Best Practices for NFS Datastore

davewelsh · ‎08-17-2016

I'm trying to get some advice on how to best set up an NFS server to use with ESXi as a datastore. I took a stab at it with CentOS 7, but the performance is abysmal. I'm hoping someone can point out some optimization that I've overlooked, but I'm open to trying another free OS as well.

I have an old Dell PowerEdge T310 with a SAS 6i/r hard drive controller. I have two 2 TB hard drives and two 1 TB hard drives.

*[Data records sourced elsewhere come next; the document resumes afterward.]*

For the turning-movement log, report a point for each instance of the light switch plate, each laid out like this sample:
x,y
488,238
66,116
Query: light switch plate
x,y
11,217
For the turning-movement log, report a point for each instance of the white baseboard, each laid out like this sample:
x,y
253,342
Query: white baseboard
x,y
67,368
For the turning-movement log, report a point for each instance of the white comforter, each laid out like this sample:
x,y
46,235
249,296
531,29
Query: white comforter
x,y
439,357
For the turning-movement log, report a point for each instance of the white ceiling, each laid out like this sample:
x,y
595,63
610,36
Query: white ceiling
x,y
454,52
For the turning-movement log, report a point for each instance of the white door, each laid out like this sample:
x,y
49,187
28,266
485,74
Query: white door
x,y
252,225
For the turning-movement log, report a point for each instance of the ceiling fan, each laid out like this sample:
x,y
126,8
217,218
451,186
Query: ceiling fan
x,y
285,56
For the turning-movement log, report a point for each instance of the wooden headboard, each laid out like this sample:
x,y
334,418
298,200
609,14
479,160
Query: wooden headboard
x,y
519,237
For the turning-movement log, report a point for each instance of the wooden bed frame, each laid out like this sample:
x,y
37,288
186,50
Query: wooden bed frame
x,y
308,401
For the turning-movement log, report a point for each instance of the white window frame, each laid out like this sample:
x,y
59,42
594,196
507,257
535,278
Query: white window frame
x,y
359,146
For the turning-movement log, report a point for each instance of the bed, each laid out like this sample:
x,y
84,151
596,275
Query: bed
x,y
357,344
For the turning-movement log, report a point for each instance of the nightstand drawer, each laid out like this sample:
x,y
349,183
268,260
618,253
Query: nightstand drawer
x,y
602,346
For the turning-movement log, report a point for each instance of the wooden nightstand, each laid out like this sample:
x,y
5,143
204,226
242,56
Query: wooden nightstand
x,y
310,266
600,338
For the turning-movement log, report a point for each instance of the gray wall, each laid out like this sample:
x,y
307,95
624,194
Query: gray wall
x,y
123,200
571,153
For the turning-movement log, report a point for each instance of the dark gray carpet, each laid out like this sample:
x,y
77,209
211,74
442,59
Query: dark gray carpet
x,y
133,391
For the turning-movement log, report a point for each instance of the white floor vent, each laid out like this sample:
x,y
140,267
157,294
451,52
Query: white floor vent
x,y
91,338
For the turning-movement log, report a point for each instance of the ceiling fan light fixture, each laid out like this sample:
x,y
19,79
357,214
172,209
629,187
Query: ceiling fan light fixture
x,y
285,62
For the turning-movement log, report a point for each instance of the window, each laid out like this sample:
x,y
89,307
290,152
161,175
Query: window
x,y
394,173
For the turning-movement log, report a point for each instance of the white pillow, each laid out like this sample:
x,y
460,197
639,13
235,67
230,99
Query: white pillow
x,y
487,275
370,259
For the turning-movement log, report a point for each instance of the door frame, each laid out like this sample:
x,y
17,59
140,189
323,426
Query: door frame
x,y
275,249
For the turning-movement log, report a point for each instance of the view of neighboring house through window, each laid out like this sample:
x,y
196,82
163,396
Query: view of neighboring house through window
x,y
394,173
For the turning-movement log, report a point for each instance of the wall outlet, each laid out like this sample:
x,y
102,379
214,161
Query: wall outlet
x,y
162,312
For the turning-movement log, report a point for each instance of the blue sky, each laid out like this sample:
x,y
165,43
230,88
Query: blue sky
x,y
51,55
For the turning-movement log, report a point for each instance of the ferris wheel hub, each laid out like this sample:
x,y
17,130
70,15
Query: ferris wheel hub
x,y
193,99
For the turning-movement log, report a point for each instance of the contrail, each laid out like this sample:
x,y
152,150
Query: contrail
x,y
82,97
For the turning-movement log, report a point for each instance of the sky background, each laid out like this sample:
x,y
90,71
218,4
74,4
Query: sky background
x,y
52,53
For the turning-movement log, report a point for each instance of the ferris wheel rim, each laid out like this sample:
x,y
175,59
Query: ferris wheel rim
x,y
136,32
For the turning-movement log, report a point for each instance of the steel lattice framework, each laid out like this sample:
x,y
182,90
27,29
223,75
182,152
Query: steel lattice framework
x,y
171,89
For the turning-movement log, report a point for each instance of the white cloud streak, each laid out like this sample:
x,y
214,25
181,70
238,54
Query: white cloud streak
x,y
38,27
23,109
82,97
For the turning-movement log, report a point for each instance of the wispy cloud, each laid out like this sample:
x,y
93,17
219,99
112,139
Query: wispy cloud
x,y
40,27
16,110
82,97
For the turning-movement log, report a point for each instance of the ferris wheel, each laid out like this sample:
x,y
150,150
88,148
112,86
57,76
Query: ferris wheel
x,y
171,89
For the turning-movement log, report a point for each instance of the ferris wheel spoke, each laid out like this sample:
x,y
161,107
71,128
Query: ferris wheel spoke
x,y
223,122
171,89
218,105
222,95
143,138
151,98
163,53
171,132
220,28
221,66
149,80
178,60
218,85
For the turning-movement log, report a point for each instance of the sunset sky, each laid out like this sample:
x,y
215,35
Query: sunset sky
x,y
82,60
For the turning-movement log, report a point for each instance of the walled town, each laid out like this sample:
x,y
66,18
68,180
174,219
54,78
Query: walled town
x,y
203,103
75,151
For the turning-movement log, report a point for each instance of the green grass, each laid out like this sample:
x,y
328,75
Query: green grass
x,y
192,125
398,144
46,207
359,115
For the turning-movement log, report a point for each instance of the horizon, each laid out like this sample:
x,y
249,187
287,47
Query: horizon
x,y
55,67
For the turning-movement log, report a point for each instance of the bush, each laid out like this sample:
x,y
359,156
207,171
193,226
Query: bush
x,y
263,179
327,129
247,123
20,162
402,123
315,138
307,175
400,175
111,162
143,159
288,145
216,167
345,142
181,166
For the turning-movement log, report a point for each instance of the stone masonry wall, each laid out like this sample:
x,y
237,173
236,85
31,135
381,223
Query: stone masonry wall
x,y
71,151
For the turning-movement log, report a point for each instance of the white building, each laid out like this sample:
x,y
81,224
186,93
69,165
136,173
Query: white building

Due to the limitations of the SAS 6i/r controller, I have left the drives independent and went with software RAID 1 + LVM to get 3 TB of usable space like this:

# mdadm --create /dev/md0 --run --level=1 --raid-devices=2 /dev/sdd /dev/sde

# mdadm --create /dev/md1 --run --level=1 --raid-devices=2 /dev/sdf /dev/sdg

# vgcreate vg0 /dev/md0 /dev/md1

# lvcreate -l 100%VG -n lv0 vg0

Then I formatted the new LVM partition with XFS:

# mkfs.xfs /dev/vg0/lv0

I mounted this at /var/nfs and exported it with the following options:

# cat /etc/exports

/var/nfs 192.168.10.3(rw,no_root_squash,sync)

I was able to add this to my ESXi host using the vSphere Client as a new datastore called nfs01.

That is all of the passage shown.